7. The method of claim 2,

determining the second reply comprises: performing semantic extraction on the first content, determining a system intention corresponding to the extracted semantic content, acquiring a slot position phonetics corresponding to the system intention, adding the extracted semantic content into a slot position in the slot position phonetics to obtain candidate replies, respectively determining similarity scores between each candidate reply and the first content, and taking the candidate reply with the highest score as the second reply.

8. The method of claim 2,

determining that the third reply comprises: if the first content is text type data, converting the first content into a spoken language expression form, and taking a conversion result as the third reply; and if the first content is structural data, generating the third reply according to the structural data.

9. The method of claim 3,

determining that the fourth reply comprises: and performing semantic extraction on the second content, determining a system intention corresponding to the extracted semantic content, inputting the extracted semantic content, the second content and the system intention into a generation model obtained by pre-training, and obtaining the output fourth reply.

10. A human-computer interaction device, comprising: a first recovery unit and a second recovery unit;

11. The apparatus of claim 10,

12. The apparatus of claim 11,

13. The apparatus of claim 11,

and the first recovery unit performs semantic extraction on the user input, if the extraction result is not null, the user input is determined to contain semantic content, otherwise, the user input is determined not to contain the semantic content.

14. The apparatus of claim 13,

the first reply unit determines a system intention corresponding to the user input, acquires a slot position phonetics corresponding to the system intention, adds the extracted semantic content to a slot position in the slot position phonetics to obtain candidate replies, determines similarity scores between each candidate reply and the user input respectively, and takes the candidate reply with the highest score as the first reply.

15. The apparatus of claim 13,

the first reply unit is further configured to, if it is determined that the user input does not include semantic content, determine a system intent corresponding to the user input, use a high-frequency reply corresponding to the system intent as a candidate reply, respectively determine a similarity score between each candidate reply and the user input, and feed back a candidate reply with a highest score as a generated reply to the user.
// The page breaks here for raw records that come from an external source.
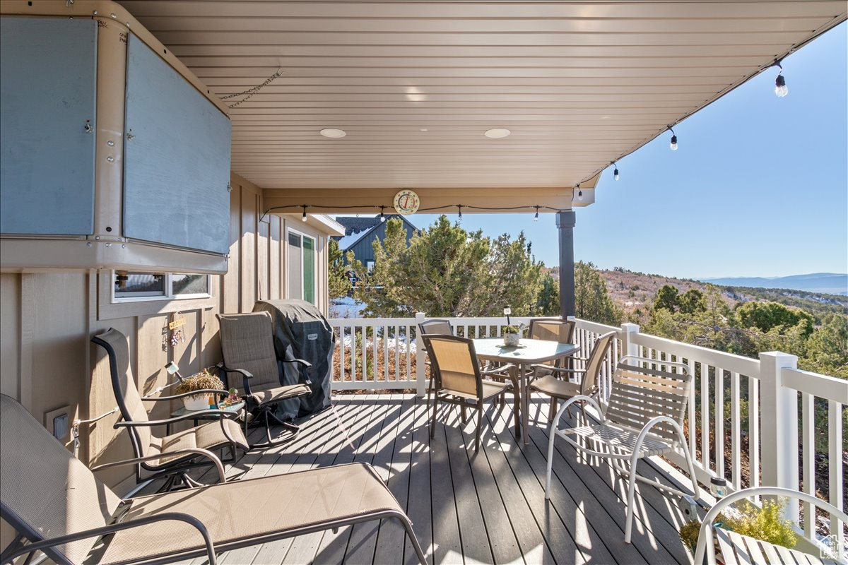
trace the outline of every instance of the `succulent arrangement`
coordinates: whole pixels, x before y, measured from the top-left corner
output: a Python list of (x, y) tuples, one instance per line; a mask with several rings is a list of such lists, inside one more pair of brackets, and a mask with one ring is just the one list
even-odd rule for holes
[[(200, 373), (197, 373), (190, 377), (183, 379), (182, 381), (176, 385), (175, 392), (180, 395), (187, 392), (192, 392), (194, 391), (202, 391), (204, 389), (220, 391), (223, 388), (224, 383), (220, 381), (220, 379), (209, 373), (208, 368), (204, 368)], [(205, 396), (205, 394), (198, 396)]]

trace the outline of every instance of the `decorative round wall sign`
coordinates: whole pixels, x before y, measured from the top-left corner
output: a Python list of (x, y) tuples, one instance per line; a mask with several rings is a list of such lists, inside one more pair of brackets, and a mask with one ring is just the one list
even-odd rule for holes
[(394, 209), (398, 213), (408, 216), (418, 211), (421, 200), (414, 191), (404, 189), (394, 195)]

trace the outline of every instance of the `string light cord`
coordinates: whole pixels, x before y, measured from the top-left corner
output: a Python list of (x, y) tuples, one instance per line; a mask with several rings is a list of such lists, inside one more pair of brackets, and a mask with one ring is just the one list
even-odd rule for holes
[(259, 92), (260, 90), (262, 90), (271, 83), (274, 82), (274, 80), (276, 80), (281, 76), (282, 76), (282, 69), (277, 67), (276, 71), (273, 75), (269, 76), (267, 79), (265, 79), (265, 82), (263, 82), (261, 85), (256, 85), (253, 88), (248, 88), (244, 91), (237, 92), (236, 94), (227, 94), (226, 96), (219, 97), (219, 98), (220, 98), (221, 100), (231, 100), (232, 98), (237, 98), (240, 96), (243, 96), (244, 97), (242, 98), (241, 100), (227, 105), (227, 108), (236, 108), (239, 104), (250, 100), (250, 98), (252, 98), (254, 94)]

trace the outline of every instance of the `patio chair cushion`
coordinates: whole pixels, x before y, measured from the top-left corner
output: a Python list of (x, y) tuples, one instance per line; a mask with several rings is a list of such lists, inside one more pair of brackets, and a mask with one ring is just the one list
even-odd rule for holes
[(579, 384), (568, 380), (561, 380), (552, 374), (546, 374), (544, 377), (536, 379), (530, 383), (530, 389), (544, 392), (550, 396), (555, 396), (556, 398), (571, 398), (580, 394)]
[[(373, 468), (351, 463), (139, 497), (123, 520), (189, 514), (206, 526), (219, 546), (245, 539), (259, 544), (278, 537), (271, 535), (274, 532), (385, 510), (403, 512)], [(202, 547), (203, 540), (188, 524), (158, 522), (118, 532), (98, 561), (155, 558)]]
[[(223, 429), (221, 425), (224, 426)], [(225, 429), (226, 430), (226, 434), (224, 433)], [(166, 435), (160, 440), (162, 443), (161, 451), (163, 453), (169, 453), (191, 447), (217, 449), (230, 442), (230, 438), (227, 435), (232, 438), (238, 447), (245, 451), (248, 449), (248, 440), (244, 437), (244, 432), (242, 431), (242, 427), (235, 420), (224, 419), (220, 422), (209, 422), (209, 424), (204, 424), (190, 429)], [(192, 457), (194, 456), (188, 456), (188, 458)], [(177, 457), (162, 457), (159, 461), (160, 463), (166, 463), (181, 457), (182, 456), (177, 456)]]
[[(561, 432), (574, 435), (586, 440), (600, 440), (613, 450), (624, 450), (632, 453), (636, 446), (636, 439), (639, 432), (610, 424), (590, 424), (579, 428), (568, 428)], [(674, 451), (675, 446), (669, 441), (650, 434), (642, 441), (639, 449), (639, 457), (661, 455)]]

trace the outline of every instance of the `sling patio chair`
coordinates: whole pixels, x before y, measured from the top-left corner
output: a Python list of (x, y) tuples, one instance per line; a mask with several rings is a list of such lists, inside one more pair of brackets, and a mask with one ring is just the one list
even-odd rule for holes
[[(421, 335), (453, 335), (454, 328), (450, 325), (450, 320), (443, 319), (430, 319), (426, 322), (421, 322), (418, 324), (418, 333)], [(427, 346), (421, 344), (421, 347), (424, 349), (424, 353), (427, 357), (424, 359), (424, 364), (430, 367), (430, 383), (427, 387), (427, 407), (430, 407), (430, 395), (432, 393), (432, 362), (430, 361), (430, 356), (427, 354)]]
[[(762, 541), (762, 540), (757, 540), (748, 535), (742, 535), (713, 525), (718, 518), (719, 512), (724, 510), (728, 505), (749, 496), (756, 496), (796, 498), (804, 502), (809, 502), (812, 505), (810, 507), (810, 512), (813, 516), (815, 516), (816, 507), (823, 508), (828, 512), (832, 517), (830, 523), (831, 540), (834, 540), (837, 544), (840, 544), (845, 539), (842, 535), (842, 532), (837, 531), (836, 528), (833, 525), (834, 523), (837, 523), (833, 518), (839, 518), (841, 521), (839, 529), (842, 529), (842, 524), (848, 523), (848, 514), (845, 514), (845, 512), (834, 505), (806, 492), (775, 486), (757, 486), (737, 490), (728, 495), (710, 508), (710, 511), (706, 512), (706, 516), (704, 517), (704, 521), (700, 524), (700, 531), (698, 534), (698, 545), (695, 551), (694, 562), (717, 562), (716, 559), (716, 545), (713, 540), (713, 535), (715, 535), (715, 537), (718, 539), (718, 548), (721, 551), (722, 562), (728, 563), (728, 565), (735, 565), (736, 563), (754, 563), (755, 565), (763, 563), (768, 563), (769, 565), (797, 565), (797, 563), (804, 563), (805, 565), (837, 565), (837, 562), (840, 560), (838, 547), (829, 548), (828, 552), (833, 557), (833, 559), (828, 559), (823, 557), (823, 551), (821, 550), (819, 550), (820, 555), (811, 555), (797, 550), (775, 546), (767, 541)], [(704, 561), (705, 553), (707, 558), (706, 562)]]
[[(691, 393), (692, 377), (686, 365), (657, 359), (622, 357), (612, 378), (610, 399), (603, 410), (596, 398), (580, 395), (566, 401), (556, 413), (550, 424), (548, 440), (544, 497), (550, 497), (554, 440), (559, 436), (578, 451), (610, 459), (613, 469), (628, 477), (625, 543), (630, 543), (637, 480), (679, 496), (694, 496), (698, 498), (698, 481), (683, 427)], [(583, 425), (558, 428), (563, 413), (574, 402), (580, 402), (583, 407)], [(591, 405), (597, 412), (600, 418), (598, 424), (590, 423), (586, 416), (586, 404)], [(583, 441), (578, 442), (571, 435)], [(588, 446), (603, 451), (590, 449)], [(636, 474), (636, 463), (639, 459), (681, 451), (686, 458), (687, 470), (692, 481), (691, 493)], [(629, 466), (625, 465), (625, 461), (629, 462)]]
[(367, 463), (121, 500), (94, 474), (114, 464), (89, 469), (5, 395), (0, 429), (0, 517), (17, 532), (3, 563), (42, 551), (59, 563), (205, 557), (215, 565), (228, 550), (383, 518), (400, 522), (427, 563), (409, 518)]
[[(531, 392), (542, 392), (550, 396), (550, 408), (548, 410), (548, 421), (553, 420), (556, 413), (558, 400), (568, 400), (577, 396), (598, 397), (600, 388), (598, 381), (600, 371), (604, 368), (604, 359), (610, 351), (616, 332), (611, 331), (598, 337), (592, 347), (589, 362), (585, 369), (566, 368), (551, 365), (533, 365), (533, 375), (527, 385)], [(580, 375), (579, 382), (573, 382), (566, 378)], [(566, 377), (566, 378), (563, 378)], [(569, 410), (568, 414), (571, 415)]]
[[(142, 479), (147, 480), (167, 477), (162, 486), (163, 490), (179, 486), (178, 479), (181, 479), (186, 485), (196, 486), (198, 483), (188, 476), (187, 471), (196, 467), (213, 464), (214, 462), (209, 457), (211, 451), (229, 447), (234, 457), (237, 448), (245, 451), (248, 449), (248, 440), (241, 427), (231, 419), (236, 415), (235, 413), (225, 410), (204, 411), (204, 418), (218, 416), (216, 421), (164, 437), (154, 435), (151, 429), (153, 426), (170, 425), (194, 419), (197, 413), (189, 412), (164, 420), (151, 420), (144, 408), (144, 402), (181, 399), (198, 392), (226, 396), (227, 391), (209, 389), (172, 396), (142, 398), (138, 393), (136, 379), (130, 368), (130, 349), (126, 337), (112, 328), (95, 335), (92, 341), (103, 347), (109, 357), (112, 391), (121, 415), (114, 427), (127, 430), (136, 457), (143, 459), (136, 463), (137, 482), (141, 482)], [(142, 469), (146, 471), (144, 477), (142, 476)]]
[[(517, 389), (517, 385), (513, 382), (488, 380), (484, 379), (483, 376), (505, 376), (514, 365), (505, 364), (483, 371), (480, 368), (473, 340), (455, 335), (424, 335), (421, 337), (432, 361), (432, 374), (435, 374), (436, 380), (430, 437), (436, 435), (436, 414), (438, 412), (439, 401), (459, 405), (462, 410), (463, 422), (466, 421), (466, 409), (475, 408), (477, 417), (474, 451), (478, 451), (484, 402), (504, 395), (507, 391), (514, 390), (514, 387)], [(510, 378), (514, 377), (510, 375)], [(517, 394), (514, 396), (514, 402), (513, 413), (517, 429), (519, 426)]]
[[(248, 432), (251, 414), (265, 429), (265, 441), (252, 444), (251, 447), (269, 447), (294, 439), (299, 428), (291, 422), (276, 417), (274, 409), (283, 401), (312, 394), (308, 376), (305, 382), (283, 385), (282, 371), (274, 349), (274, 328), (267, 312), (243, 314), (218, 314), (220, 324), (220, 349), (224, 360), (218, 368), (226, 376), (227, 386), (235, 388), (246, 402), (244, 433)], [(283, 363), (296, 363), (307, 371), (311, 363), (293, 357)], [(231, 374), (235, 375), (231, 376)], [(282, 436), (271, 435), (271, 420), (287, 430)]]

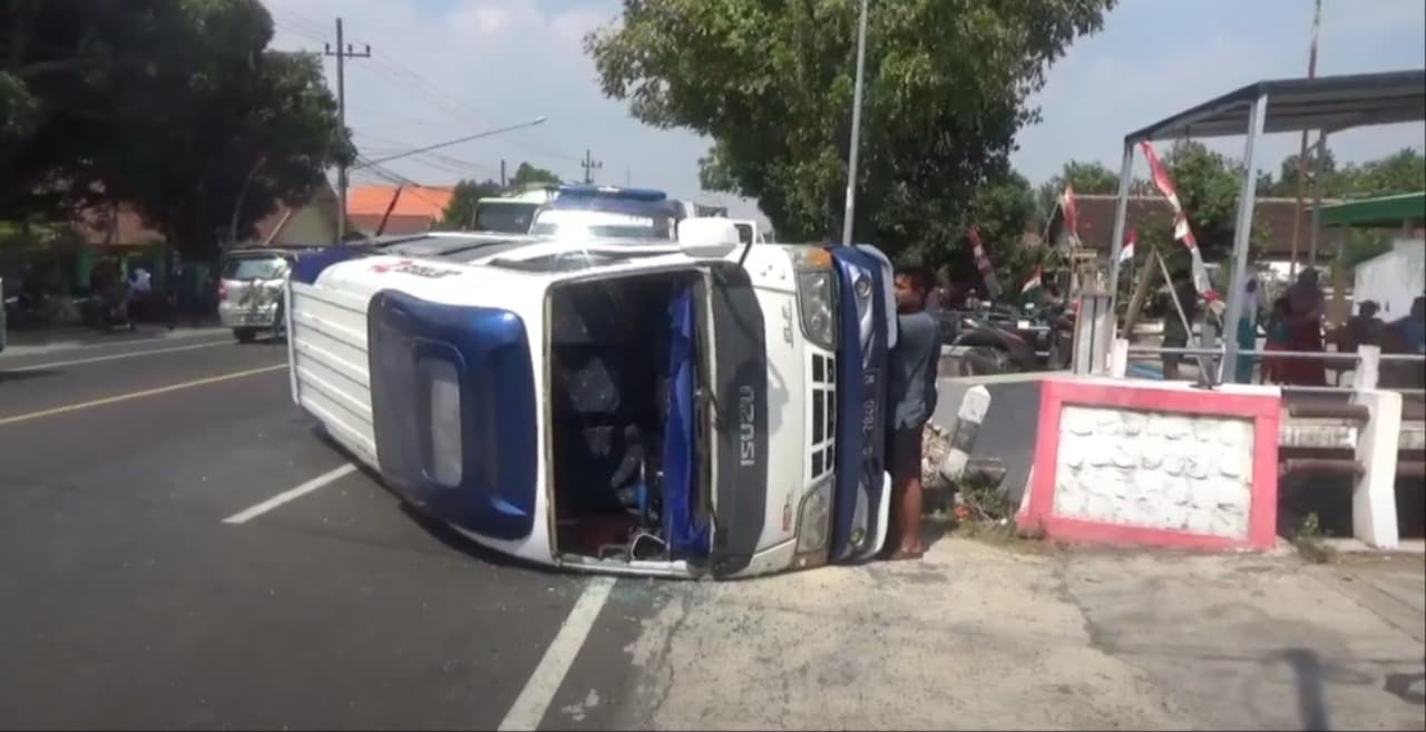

16. The apparatus of claim 11,

the first reply unit performs semantic extraction on the first content, determines a system intention corresponding to the extracted semantic content, acquires a slot position speech technology corresponding to the system intention, adds the extracted semantic content to a slot position in the slot position speech technology to obtain candidate replies, respectively determines similarity scores between each candidate reply and the first content, and takes the candidate reply with the highest score as the second reply.

17. The apparatus of claim 11,

the first reply unit converts the first content into a spoken language expression form when the first content is text-type data, takes a conversion result as the third reply, and generates the third reply according to the structural data when the first content is structural data.

18. The apparatus of claim 12,

and the first reply unit performs semantic extraction on the second content, determines a system intention corresponding to the extracted semantic content, inputs the extracted semantic content, the second content and the system intention into a generation model obtained by pre-training, and obtains the output fourth reply.

19. An electronic device, comprising:

at least one processor; and

a memory communicatively coupled to the at least one processor; wherein,

the memory stores instructions executable by the at least one processor to enable the at least one processor to perform the method of any one of claims 1-9.

20. A non-transitory computer readable storage medium having stored thereon computer instructions for causing the computer to perform the method of any one of claims 1-9.